The Cannes Golden Palm Award-winning German-Austrian-French-Italian co-production Das weiße Band/The White Ribbon (2009), turns to the symbolic origins of fascism in a German town before World War I. Stefan Ruzowitzky contributed to the critical reinvention of the evergreen Austrian genre of the provincial melodrama known as the Heimatfilm in 1998 with Die Siebtelbauern/The Inheritors, an allegorical look at class and gender conflict and abuse in a traditional farming community in post-imperial Austria. His film, Die Fälscher/The Counterfeiters (2007), is based on the true story of the largest counterfeiting operation in history, set up by the Nazis with concentration camp inmates. It became Austria’s first recipient of the Oscar for Best Foreign Language Film.

As of 2009, the Academy of Austrian Film celebrate the finest of contemporary Austrian film -its directors, actors, writers, cinematographers, and designers - with its own “Oscar” at an annual ceremony televised from the Rosenhügel Studios (Vienna’s oldest surviving studio complex—originally designed by Louise Kolm Fleck and her husband Jacob Fleck in the 1920s) or from Vienna’s majestic City Hall.

The current co-presidents of the Academy are director-writer Barbara Albert (Northern Skirts) and film and television actor and director Karl Markovics (The Counterfeiters). Austrian film has had a steady presence at the European Film Awards and in competition across the continent in recent years. The segments of Ulrich Seidl’s controversial trilogy, Paradise (Love/Faith/Hope) (2012) screened at the 2012 Cannes, 2012 Venice (Special Jury Prize) and 2013 Berlin festivals.

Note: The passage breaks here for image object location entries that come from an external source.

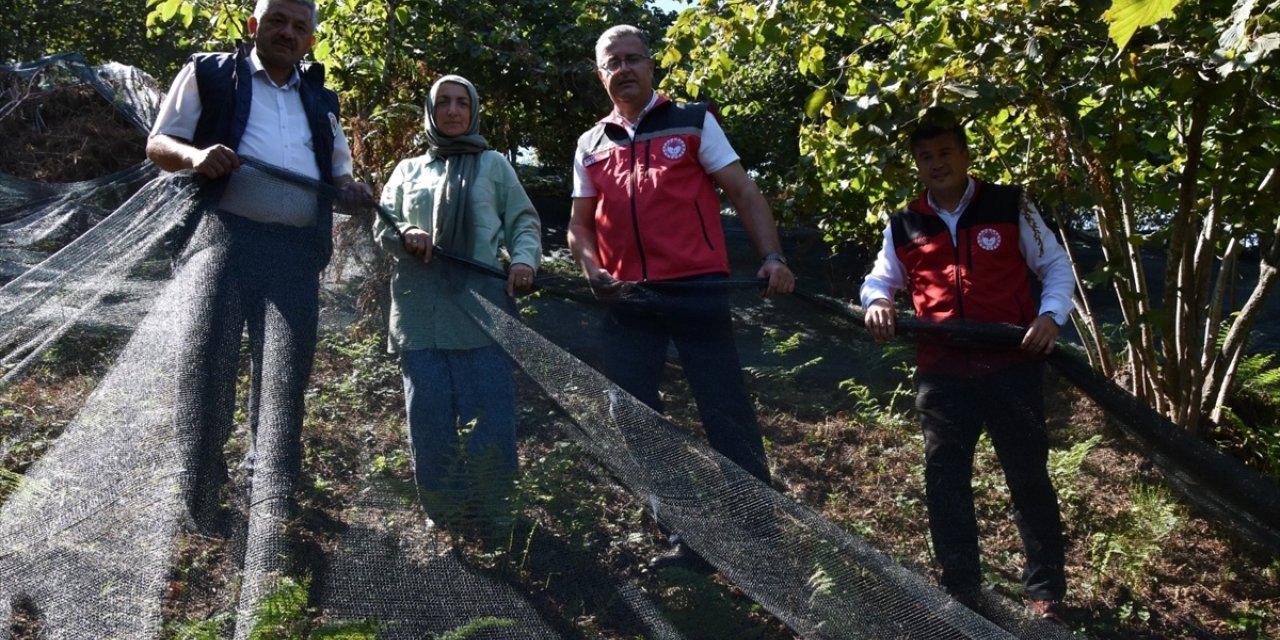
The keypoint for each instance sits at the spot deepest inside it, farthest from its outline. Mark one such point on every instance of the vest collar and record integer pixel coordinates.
(924, 202)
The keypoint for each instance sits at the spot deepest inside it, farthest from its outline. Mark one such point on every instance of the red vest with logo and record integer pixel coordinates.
(982, 277)
(657, 215)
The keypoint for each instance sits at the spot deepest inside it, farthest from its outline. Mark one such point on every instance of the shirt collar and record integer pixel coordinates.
(964, 200)
(616, 117)
(255, 67)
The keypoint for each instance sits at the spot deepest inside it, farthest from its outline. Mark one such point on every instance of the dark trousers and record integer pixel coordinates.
(698, 321)
(238, 274)
(954, 411)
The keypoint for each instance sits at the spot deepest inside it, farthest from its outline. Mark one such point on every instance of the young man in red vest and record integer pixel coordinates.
(964, 251)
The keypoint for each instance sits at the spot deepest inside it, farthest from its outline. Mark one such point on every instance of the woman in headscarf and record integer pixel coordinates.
(466, 200)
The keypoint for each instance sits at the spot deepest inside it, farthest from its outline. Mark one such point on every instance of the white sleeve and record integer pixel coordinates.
(714, 152)
(1048, 260)
(887, 275)
(179, 112)
(583, 187)
(342, 163)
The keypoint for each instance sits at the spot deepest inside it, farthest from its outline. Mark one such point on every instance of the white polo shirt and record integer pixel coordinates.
(277, 133)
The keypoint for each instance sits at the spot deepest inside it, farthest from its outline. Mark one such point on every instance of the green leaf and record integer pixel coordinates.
(816, 101)
(1127, 17)
(169, 9)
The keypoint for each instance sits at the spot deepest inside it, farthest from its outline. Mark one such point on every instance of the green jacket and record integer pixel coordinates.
(424, 310)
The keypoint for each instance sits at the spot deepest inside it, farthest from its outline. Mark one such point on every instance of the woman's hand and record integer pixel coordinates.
(520, 278)
(419, 243)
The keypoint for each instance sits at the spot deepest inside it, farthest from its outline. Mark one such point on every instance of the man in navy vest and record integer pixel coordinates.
(645, 210)
(964, 250)
(257, 250)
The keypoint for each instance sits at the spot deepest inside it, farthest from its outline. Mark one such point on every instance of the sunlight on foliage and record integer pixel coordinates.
(1127, 17)
(1124, 553)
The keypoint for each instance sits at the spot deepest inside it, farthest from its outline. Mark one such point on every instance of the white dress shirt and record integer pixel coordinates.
(1051, 265)
(277, 133)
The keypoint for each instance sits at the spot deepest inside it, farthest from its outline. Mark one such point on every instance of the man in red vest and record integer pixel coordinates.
(647, 210)
(964, 250)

This January the German Max Ophüls Prize was given to Der Glanz des Tages/The Shine of the Day (2012) by the South Tyrolean-Viennese filmmaking couple Tizza Covi and Rainer Frimmel. The Festival’s Saar Minister President Prize went to the debut film by young Austrian director Katherina Mückstein, Talea (2013), which stars Nina Proll, one of Austria’s most popular actresses at home and abroad. In early February, Daniel Hoesl’s Soldate Jeannette/Soldier Jane (2013) shared top honors at the International Film Festival Rotterdam and also premiered at the prestigious Sundance Festival in Utah.

Michael Haneke's masterpiece Amour won the Oscar for Best Foreign Language Film in 2013

Michael Haneke's masterpiece Amour won the Oscar for Best Foreign Language Film in 2013

The successes of Austrian actor Christoph Waltz, who earned an Oscar, a Golden Globe, and a Cannes award for Best Supporting Actor in Quentin Tarantino’s Inglorious Basterds (2009) in 2010 and returned for the 2013 Best Supporting Actor Oscar and BAFTA (U.K) Award for Tarantino’s Django Unchained (2012), is also fostering new recognition for the concept of “Austria” among young Americans. Hosting the classic television comedy skit show Saturday Night Live in February, Waltz wryly informed the audience that he is the first German-speaking host in the 38-year history of the show, but there should be no confusion about his nationality.

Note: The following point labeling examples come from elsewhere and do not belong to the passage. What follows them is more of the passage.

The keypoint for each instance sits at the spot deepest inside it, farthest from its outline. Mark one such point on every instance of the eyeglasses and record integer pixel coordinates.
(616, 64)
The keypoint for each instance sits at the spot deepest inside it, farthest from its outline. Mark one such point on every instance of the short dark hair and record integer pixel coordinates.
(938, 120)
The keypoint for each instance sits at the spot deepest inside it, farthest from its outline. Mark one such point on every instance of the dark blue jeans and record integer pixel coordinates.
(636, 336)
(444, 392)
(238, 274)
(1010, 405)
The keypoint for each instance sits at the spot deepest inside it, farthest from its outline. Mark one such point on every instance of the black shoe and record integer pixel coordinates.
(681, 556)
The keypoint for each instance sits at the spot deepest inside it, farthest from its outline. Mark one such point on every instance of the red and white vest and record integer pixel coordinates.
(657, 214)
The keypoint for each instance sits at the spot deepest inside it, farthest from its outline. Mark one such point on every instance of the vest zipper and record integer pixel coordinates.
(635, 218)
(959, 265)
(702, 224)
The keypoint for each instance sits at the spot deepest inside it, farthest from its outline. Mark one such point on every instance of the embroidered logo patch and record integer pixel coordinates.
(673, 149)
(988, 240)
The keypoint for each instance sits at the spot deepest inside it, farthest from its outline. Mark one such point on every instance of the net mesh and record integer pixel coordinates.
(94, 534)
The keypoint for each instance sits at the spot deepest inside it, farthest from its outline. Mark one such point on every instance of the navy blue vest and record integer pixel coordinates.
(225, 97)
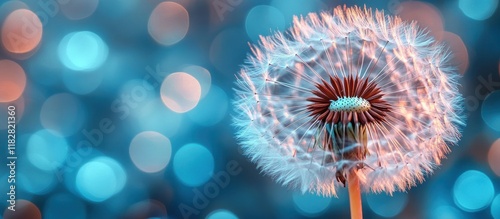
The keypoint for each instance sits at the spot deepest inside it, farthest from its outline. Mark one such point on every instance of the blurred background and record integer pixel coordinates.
(123, 110)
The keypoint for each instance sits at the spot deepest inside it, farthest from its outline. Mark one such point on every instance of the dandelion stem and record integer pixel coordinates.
(354, 195)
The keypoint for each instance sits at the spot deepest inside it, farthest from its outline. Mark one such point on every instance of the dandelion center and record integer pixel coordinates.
(351, 99)
(350, 104)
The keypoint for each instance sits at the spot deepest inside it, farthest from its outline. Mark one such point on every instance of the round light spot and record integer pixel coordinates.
(19, 104)
(299, 7)
(24, 209)
(78, 9)
(211, 109)
(264, 20)
(100, 178)
(150, 151)
(310, 205)
(82, 51)
(473, 191)
(82, 83)
(46, 150)
(12, 81)
(202, 75)
(73, 207)
(494, 157)
(460, 56)
(221, 214)
(193, 164)
(426, 15)
(21, 31)
(446, 212)
(180, 92)
(168, 23)
(478, 9)
(490, 112)
(63, 114)
(386, 205)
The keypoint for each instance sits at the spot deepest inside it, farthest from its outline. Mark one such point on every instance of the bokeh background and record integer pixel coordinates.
(123, 110)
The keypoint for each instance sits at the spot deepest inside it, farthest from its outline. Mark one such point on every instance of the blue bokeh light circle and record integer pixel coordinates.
(82, 51)
(473, 191)
(193, 164)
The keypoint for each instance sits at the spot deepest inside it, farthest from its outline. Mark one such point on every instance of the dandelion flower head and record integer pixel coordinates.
(352, 89)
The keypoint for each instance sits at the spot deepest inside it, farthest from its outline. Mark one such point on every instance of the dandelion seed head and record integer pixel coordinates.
(348, 89)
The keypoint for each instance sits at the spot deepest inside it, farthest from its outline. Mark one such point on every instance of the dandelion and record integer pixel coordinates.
(355, 98)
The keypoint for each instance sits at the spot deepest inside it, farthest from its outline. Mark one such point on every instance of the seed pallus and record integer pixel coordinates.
(351, 86)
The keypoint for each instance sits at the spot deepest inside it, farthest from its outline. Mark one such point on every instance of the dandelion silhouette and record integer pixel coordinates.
(351, 98)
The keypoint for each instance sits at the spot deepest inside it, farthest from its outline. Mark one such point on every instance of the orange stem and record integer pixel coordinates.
(354, 195)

His sense of humor comes from being an Austrian. And for the first time in Oscar history an Austrian co-production - Michael Haneke’s poetic meditation on the end of life but the continuation of love, Amour/Liebe (2012) - was nominated for the 2013 Best Foreign Language Film Oscar, which it received, as well as for Best Actress, Best Director, Best Screenplay and Best Picture Oscars. It was also was honored with the Cannes Palme d’Or, a Golden Globe, two BAFTA Awards and five Césars (France).

Given the new national and international interest in Austrian cinema, filmmakers have become a unified force with political influence with the start of the second decade of the twenty-first century, and have worked to increase subsidies and control of national festivals and promotion. The Film Academy at the University of Music and Performing Arts in Vienna and other emerging film schools train and promote young filmmakers. Cinema theaters have returned in the form of multiplex houses that attract sizeable numbers, and in lavish art houses that feature retrospectives and festival screenings.

Austria’s film history has also become a popular draw. Much of this is due to the research and restoration work of the Film Archive Austria, which has created an authoritative DVD film series and also a more popular-aimed collection with the newspaper Der Standard –“Der österreichische Film.” There are the internationalist screenings of the Austrian Film Museum, and the national and global venues of the Diagonale, Viennale, and Vienna Independent Short (VIS) Film Festivals, among many other regional celebrations of the art.

Much of this New Austrian Film journey is also based in the development of the Austrian nation during the past few decades, as its socioculture deals with a new geopolitical role in Central Europe. A most important and welcome factor, however, is the new desire to look back to the traditions, innovations, and major talents that the Austrian film nation has cultivated, and has also given to other national and international cinemas.